Better today but still going nowhere, either up or down.  Interest rates are finding very comfortable levels in the last few weeks, rates remain low and defying many who had forecast rates to be about 25 basis points higher by now. Ukraine is one reason rates are not increasing and the level of US interest rates compared to EU rates are still higher than in Germany (1.43% compared to 2.61% on US 1yr notes), Spain’s 10yr 2.89% with 25% unemployment, Italy at 2.94% with 11% unemployment.  Investors, regardless of the opinions and comments from those that argue that rates should be higher, are not listening and are even stepping into rates offered by countries that are standing on the edge of an economic cliff.  To the point that the ECB is going to lower rates when it meets in June.
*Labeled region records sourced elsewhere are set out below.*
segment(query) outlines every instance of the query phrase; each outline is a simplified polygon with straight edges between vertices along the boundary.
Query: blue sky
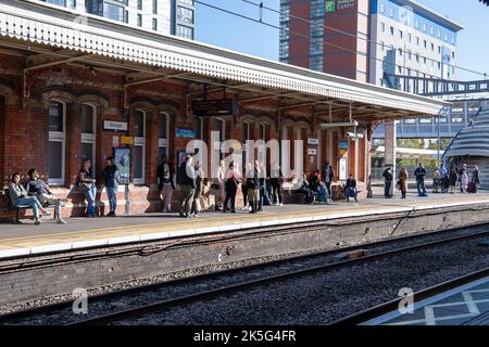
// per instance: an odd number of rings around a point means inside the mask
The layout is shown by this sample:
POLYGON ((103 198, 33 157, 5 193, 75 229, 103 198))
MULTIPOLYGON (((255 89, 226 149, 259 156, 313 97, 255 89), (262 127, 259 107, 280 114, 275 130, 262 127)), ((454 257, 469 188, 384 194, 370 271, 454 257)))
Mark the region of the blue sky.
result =
MULTIPOLYGON (((242 0, 200 0, 202 2, 241 13, 254 18, 260 10, 242 0)), ((260 2, 260 0, 252 0, 260 2)), ((478 0, 418 0, 451 20, 462 24, 465 29, 459 34, 459 57, 456 65, 489 75, 489 8, 478 0)), ((264 0, 264 4, 277 9, 279 0, 264 0)), ((278 60, 278 29, 263 24, 218 12, 197 3, 196 39, 271 60, 278 60)), ((264 11, 265 22, 278 25, 278 15, 264 11)), ((482 76, 462 69, 457 79, 476 80, 482 76)))

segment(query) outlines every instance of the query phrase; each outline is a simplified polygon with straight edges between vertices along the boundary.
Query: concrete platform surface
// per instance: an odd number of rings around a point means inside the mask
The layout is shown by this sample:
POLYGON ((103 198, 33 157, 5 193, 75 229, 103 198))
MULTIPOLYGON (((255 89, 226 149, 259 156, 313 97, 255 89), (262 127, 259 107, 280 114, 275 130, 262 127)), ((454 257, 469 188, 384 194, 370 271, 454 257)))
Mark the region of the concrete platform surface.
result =
POLYGON ((41 226, 34 226, 32 221, 0 224, 0 258, 482 203, 489 203, 488 193, 431 194, 424 198, 410 194, 406 200, 376 197, 359 203, 335 202, 333 205, 265 206, 264 211, 258 215, 244 210, 238 210, 237 214, 205 211, 192 219, 178 218, 177 214, 147 214, 115 218, 71 218, 67 224, 62 226, 48 218, 41 226))
POLYGON ((414 303, 414 312, 390 312, 362 325, 489 325, 489 277, 414 303))

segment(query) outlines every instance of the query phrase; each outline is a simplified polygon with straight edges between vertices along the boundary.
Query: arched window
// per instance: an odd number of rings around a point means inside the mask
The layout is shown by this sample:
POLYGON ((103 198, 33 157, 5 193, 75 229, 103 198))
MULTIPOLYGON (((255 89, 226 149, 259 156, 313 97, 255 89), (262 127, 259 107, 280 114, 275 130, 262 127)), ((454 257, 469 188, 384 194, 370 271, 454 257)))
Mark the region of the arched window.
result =
POLYGON ((82 159, 90 159, 96 170, 96 130, 97 108, 90 104, 82 104, 82 159))
POLYGON ((266 123, 260 123, 260 140, 268 141, 268 125, 266 123))
POLYGON ((134 112, 134 182, 145 184, 145 165, 146 165, 146 112, 136 110, 134 112))
POLYGON ((242 167, 246 168, 246 165, 248 163, 247 155, 249 153, 248 151, 248 144, 247 141, 251 140, 251 123, 244 121, 242 124, 242 167))
POLYGON ((202 117, 196 117, 196 139, 203 140, 203 118, 202 117))
POLYGON ((160 136, 158 139, 158 164, 161 164, 163 155, 168 155, 170 149, 170 116, 160 113, 160 136))
POLYGON ((49 150, 48 174, 50 184, 64 184, 66 152, 66 105, 52 100, 48 104, 49 150))
MULTIPOLYGON (((218 141, 220 141, 220 145, 223 144, 224 141, 226 141, 226 120, 221 119, 221 118, 215 118, 212 120, 212 131, 218 131, 220 136, 218 136, 218 141)), ((217 144, 213 144, 214 145, 217 144)), ((224 159, 224 153, 221 153, 221 158, 224 159)))

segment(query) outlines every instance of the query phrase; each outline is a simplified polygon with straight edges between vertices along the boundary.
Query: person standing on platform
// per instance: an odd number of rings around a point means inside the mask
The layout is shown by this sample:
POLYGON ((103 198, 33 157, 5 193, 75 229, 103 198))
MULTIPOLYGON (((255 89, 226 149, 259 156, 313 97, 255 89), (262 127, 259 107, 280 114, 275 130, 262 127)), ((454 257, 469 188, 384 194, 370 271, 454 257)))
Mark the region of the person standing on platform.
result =
POLYGON ((480 184, 479 167, 477 165, 475 166, 474 171, 472 171, 472 183, 474 184, 473 193, 477 193, 480 184))
POLYGON ((392 195, 390 194, 390 189, 392 187, 392 181, 393 181, 392 169, 390 167, 385 169, 383 177, 384 177, 384 181, 385 181, 384 182, 384 197, 391 198, 392 195))
MULTIPOLYGON (((249 166, 251 167, 251 164, 249 166)), ((247 172, 248 203, 251 206, 250 214, 256 214, 260 204, 260 166, 258 162, 247 172)))
POLYGON ((39 179, 40 175, 38 170, 34 168, 29 169, 27 175, 29 176, 29 181, 25 189, 29 195, 36 196, 42 205, 54 205, 54 215, 57 216, 58 223, 65 224, 66 221, 61 218, 61 198, 57 198, 49 189, 49 185, 39 179))
POLYGON ((328 189, 328 195, 331 196, 331 183, 335 179, 335 170, 333 169, 333 165, 326 163, 327 166, 327 178, 325 178, 326 188, 328 189))
POLYGON ((401 198, 405 198, 408 193, 408 170, 404 167, 401 167, 401 170, 398 175, 399 181, 399 190, 401 191, 401 198))
POLYGON ((450 193, 456 193, 456 182, 459 181, 459 169, 454 164, 450 166, 449 172, 449 184, 450 184, 450 193))
POLYGON ((241 183, 241 193, 242 193, 242 209, 250 210, 250 204, 248 202, 248 184, 247 184, 247 172, 251 170, 251 166, 248 164, 243 168, 242 172, 242 183, 241 183))
POLYGON ((106 158, 106 166, 103 169, 102 176, 110 209, 106 216, 115 217, 117 210, 118 168, 117 165, 115 165, 113 156, 106 158))
POLYGON ((199 213, 201 210, 200 198, 202 195, 202 181, 203 181, 203 172, 200 168, 200 162, 197 160, 193 166, 195 169, 195 178, 196 178, 196 192, 193 193, 192 207, 190 209, 190 215, 192 217, 199 217, 199 213))
POLYGON ((419 166, 414 171, 414 177, 416 178, 416 189, 417 189, 417 195, 419 196, 427 196, 426 193, 426 187, 425 187, 425 177, 426 177, 426 169, 423 166, 423 163, 419 163, 419 166))
POLYGON ((163 155, 163 162, 158 166, 158 190, 163 200, 163 213, 172 211, 172 196, 175 190, 175 170, 168 162, 168 156, 163 155))
POLYGON ((96 196, 97 185, 93 171, 91 170, 91 160, 82 162, 79 174, 76 180, 79 191, 87 197, 87 217, 97 217, 96 196))
POLYGON ((214 179, 214 191, 215 194, 215 210, 221 210, 224 204, 224 198, 226 195, 226 163, 224 160, 220 162, 220 167, 217 168, 217 177, 214 179))
POLYGON ((196 193, 196 177, 191 155, 187 155, 178 167, 177 180, 180 187, 180 217, 191 218, 190 210, 196 193))
POLYGON ((269 179, 272 184, 272 195, 275 205, 284 206, 284 200, 281 195, 281 185, 284 184, 284 175, 281 174, 280 166, 275 164, 272 170, 272 178, 269 179))
POLYGON ((259 168, 259 181, 260 181, 260 201, 259 201, 259 207, 258 211, 261 213, 263 210, 263 206, 269 205, 269 197, 267 196, 267 190, 266 190, 266 167, 264 163, 260 163, 256 160, 256 165, 259 168))
POLYGON ((449 189, 448 170, 443 165, 440 166, 440 185, 441 185, 441 193, 448 193, 449 189))
POLYGON ((235 170, 235 163, 231 162, 229 164, 229 171, 226 175, 226 197, 224 198, 223 213, 230 210, 231 214, 236 214, 236 193, 238 192, 238 175, 235 170))
POLYGON ((439 189, 441 187, 441 174, 440 170, 435 169, 435 171, 432 171, 432 192, 434 193, 439 193, 439 189))
POLYGON ((460 170, 460 192, 465 194, 467 193, 468 188, 468 172, 467 172, 467 164, 462 165, 462 169, 460 170))
POLYGON ((311 184, 308 181, 308 174, 302 174, 300 183, 300 188, 296 191, 296 193, 304 195, 305 205, 314 203, 314 192, 310 189, 311 184))

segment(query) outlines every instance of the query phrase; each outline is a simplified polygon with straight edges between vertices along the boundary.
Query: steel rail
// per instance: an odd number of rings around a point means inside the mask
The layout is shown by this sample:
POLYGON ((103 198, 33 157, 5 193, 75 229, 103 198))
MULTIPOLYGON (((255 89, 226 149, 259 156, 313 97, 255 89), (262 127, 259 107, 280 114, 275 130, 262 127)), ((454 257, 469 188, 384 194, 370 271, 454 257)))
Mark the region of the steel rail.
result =
POLYGON ((290 279, 294 279, 298 277, 306 275, 306 274, 314 273, 314 272, 344 268, 348 266, 352 266, 352 265, 356 265, 356 264, 361 264, 361 262, 365 262, 365 261, 378 260, 378 259, 386 258, 389 256, 396 256, 396 255, 400 255, 400 254, 408 253, 408 252, 429 248, 429 247, 446 244, 446 243, 475 239, 475 237, 479 237, 479 236, 487 235, 487 234, 489 234, 489 231, 473 233, 473 234, 468 234, 468 235, 448 237, 448 239, 443 239, 443 240, 437 240, 437 241, 432 241, 432 242, 417 244, 414 246, 401 247, 401 248, 391 249, 391 250, 387 250, 387 252, 383 252, 383 253, 378 253, 378 254, 367 255, 367 256, 360 257, 360 258, 348 259, 348 260, 342 260, 342 261, 322 265, 322 266, 315 266, 315 267, 311 267, 311 268, 306 268, 306 269, 290 271, 287 273, 281 273, 281 274, 272 275, 272 277, 265 277, 262 279, 258 279, 258 280, 251 280, 251 281, 246 281, 246 282, 238 283, 238 284, 223 286, 223 287, 220 287, 216 290, 203 291, 203 292, 191 294, 191 295, 186 295, 186 296, 181 296, 181 297, 156 301, 153 304, 148 304, 148 305, 143 305, 143 306, 136 307, 136 308, 121 310, 118 312, 101 314, 99 317, 80 320, 80 321, 77 321, 74 323, 68 323, 66 325, 110 324, 110 323, 114 323, 114 322, 126 320, 126 319, 141 317, 143 314, 161 312, 161 311, 164 311, 165 309, 168 309, 168 308, 172 308, 172 307, 175 307, 178 305, 190 304, 190 303, 195 303, 195 301, 199 301, 199 300, 206 300, 206 299, 222 296, 224 294, 231 294, 231 293, 236 293, 236 292, 239 292, 242 290, 247 290, 247 288, 251 288, 251 287, 255 287, 255 286, 260 286, 260 285, 265 285, 265 284, 269 284, 269 283, 274 283, 274 282, 290 280, 290 279))
MULTIPOLYGON (((448 292, 450 290, 456 288, 464 284, 468 284, 471 282, 477 281, 479 279, 486 278, 489 275, 489 268, 471 272, 468 274, 455 278, 453 280, 449 280, 427 288, 421 290, 413 294, 413 298, 417 301, 434 297, 438 294, 448 292)), ((378 318, 389 312, 393 312, 399 309, 401 301, 404 298, 396 298, 393 300, 374 306, 372 308, 367 308, 365 310, 359 311, 356 313, 350 314, 348 317, 336 320, 328 325, 358 325, 361 323, 365 323, 374 318, 378 318)))

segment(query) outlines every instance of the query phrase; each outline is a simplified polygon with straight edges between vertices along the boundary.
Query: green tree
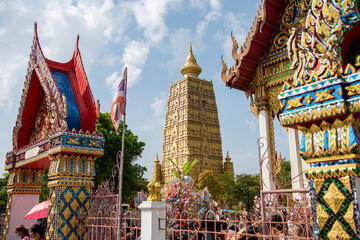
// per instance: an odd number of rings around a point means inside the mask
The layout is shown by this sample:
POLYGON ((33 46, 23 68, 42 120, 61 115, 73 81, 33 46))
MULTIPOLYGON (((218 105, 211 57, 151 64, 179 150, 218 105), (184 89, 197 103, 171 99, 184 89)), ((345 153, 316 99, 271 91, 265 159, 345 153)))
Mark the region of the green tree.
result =
POLYGON ((221 199, 230 208, 232 205, 237 205, 238 202, 234 199, 235 192, 235 180, 234 177, 228 174, 219 174, 217 177, 219 184, 223 191, 221 193, 221 199))
POLYGON ((286 158, 281 158, 281 173, 276 176, 281 188, 291 189, 291 164, 286 158))
POLYGON ((3 173, 3 177, 0 178, 0 211, 5 211, 7 202, 7 182, 9 180, 9 173, 3 173))
MULTIPOLYGON (((119 131, 116 133, 109 113, 100 113, 98 117, 98 123, 96 124, 97 131, 103 134, 105 143, 104 155, 95 161, 95 187, 108 180, 112 175, 113 167, 116 164, 117 152, 121 150, 122 125, 121 121, 119 131)), ((132 200, 137 192, 147 190, 148 181, 143 177, 146 168, 135 163, 141 157, 145 143, 139 141, 138 136, 134 135, 127 128, 127 125, 125 128, 122 199, 123 202, 128 202, 132 200)))
POLYGON ((255 196, 260 196, 259 174, 239 174, 235 177, 233 198, 242 202, 247 210, 252 209, 255 196))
When compared against other sovereign debt US 10yr notes are still offering nice returns.
Nothing has changed in the bond and mortgage markets - the technical stuff we use continues to hold very slight bullish biases but still cannot break the granite wall at 2.58% on the bellwether 10yr note that sets the path for mortgage rates. While rates have stabilized at present lows the bond market has lost a lot of steam recently, however there is no rush to sell treasuries. It is Ukraine, the ECB ready to cut rates, higher US sovereign debt levels than other quality debt, and growing concern that the lack of inflation may hamper the slow economic recovery even more. All that said, we are careful here about floating
In summary, even though we had a nice little rally in pricing today on the heels of a pretty weak retail sales report, I still have a bias towards locking in these rates for borrowers closing within 30 days. But, for those with a longer time horizon to closing, patience could pay off. Some potentially market moving economic data remains as the rest of the week unfolds so be careful if you are gambling.